Jan 22, 2026
3 min read
The industry agrees that AI holds the potential to transform health, as long as progress is made within clear regulatory frameworks.
The pharmaceutical industry has drawn attention to the Ten Commandments of Best Practices for Using Artificial Intelligence (AI) in Drug Development, published jointly by the European Medicines Agency (EMA) and the US Food and Drug Administration (FDA).Both organizations recognize that this technology will accelerate biomedical innovation and seek to build a common foundation for safe adoption.
A document published by the EMA and the FDA sets out ten principles that guide the prudent use of artificial intelligence, understood as a set of systems capable of generating or evaluating scientific evidence in all phases of a drug's life cycle.From pre-clinical research to marketing and post-marketing, organizations find these tools can provide greater efficiency and sophistication.

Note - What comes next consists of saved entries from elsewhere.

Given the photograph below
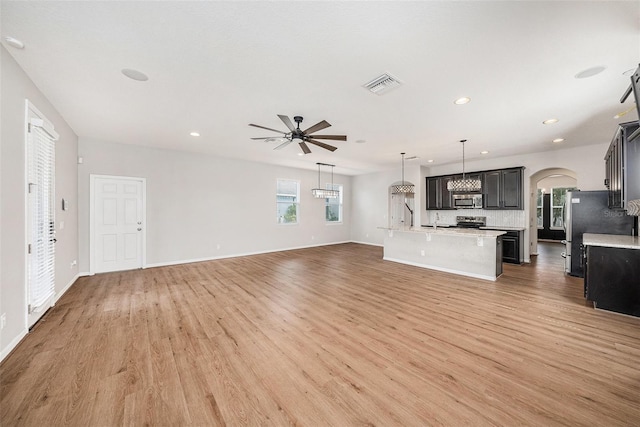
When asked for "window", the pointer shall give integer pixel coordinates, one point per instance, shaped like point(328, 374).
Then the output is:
point(333, 207)
point(539, 218)
point(557, 206)
point(41, 235)
point(287, 201)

The industry recognizes that artificial intelligence opens a window of opportunity to transform health, if progress is made within a clear legal framework that aligns with the digital reality.The sector, which is already at the forefront of implementing these technologies, emphasizes the importance of implementing ethical standards and ensuring that innovation benefits society and patients.
To speed up AI regulation and reduce animal testing
Regulators emphasize that the use of AI can help reduce the time it takes for new drugs to reach the market, strengthen regulatory benefits and improve pharmacovigilance.Among the benefits mentioned is also the possibility of reducing dependence on animal models in the early stages of research thanks to more accurate predictions of efficacy and toxicity.
With this initiative, the EMA and the FDA seek to facilitate a common working environment between regulators, industry and researchers, with the aim of making artificial intelligence a reliable tool for accelerating biomedical innovation without compromising the quality, safety or effectiveness of medicines.For the industry, this is a critical step towards a more technologically advanced and, above all, patient-centric future of healthcare.
This document establishes 10 principles that can be used by the various organizations involved, from drug manufacturers to applicants or marketing authorization holders.It also highlights the importance of strong international partnerships to promote responsible innovation.
- Human-centered design
The development and use of AI technologies must be consistent with human-centered ethical values.
- Risk-based approach
The level of validation and oversight of AI systems should be appropriate to the risks they may pose to the specific model and context of use.
- Monitoring of standards
AI technologies must comply with relevant legal, ethical, technical, scientific, cybersecurity and regulatory standards, including Good Practice (GxP).
- Clear user experience
The context of use in AI systems, their function and scope must be well established.
- Multidisciplinary approach
The development of all artificial intelligence systems should be approached in a multifaceted manner.
- Administration and documentation
The origin of data sources, their treatment and analysis decisions should be documented in a detailed, traceable and verifiable manner in accordance with good practice.Thus, proper control as well as data security and confidentiality will be maintained throughout the entire life cycle of the technology.
- Design and development of models
The development of artificial intelligence technology must follow best practices in model design, systems, and software engineering to leverage data with interpretability, understandability, and predictive performance in mind.Good model and system development will promote transparency, reliability, generalizability and robustness of AI technology, contributing to patient safety.
- Risk-based performance evaluation
Risk-based performance evaluation analyzes the entire system, including human-AI interactions, using data and metrics appropriate to the intended use case and supported by verification of predicted performance using properly designed test and evaluation methods.
- Life cycle management
Risk-based quality management systems are implemented throughout the lifecycle of AI technologies, including support for discovery, evaluation, scheduled monitoring, and periodic re-evaluation of data.
- Clear and relevant information
Plain language should be used to provide clear, accessible and informative information to the audience, including users and patients, to make the context of use, performance, limitations, underlying data, updates and AI technology understandable and comprehensible.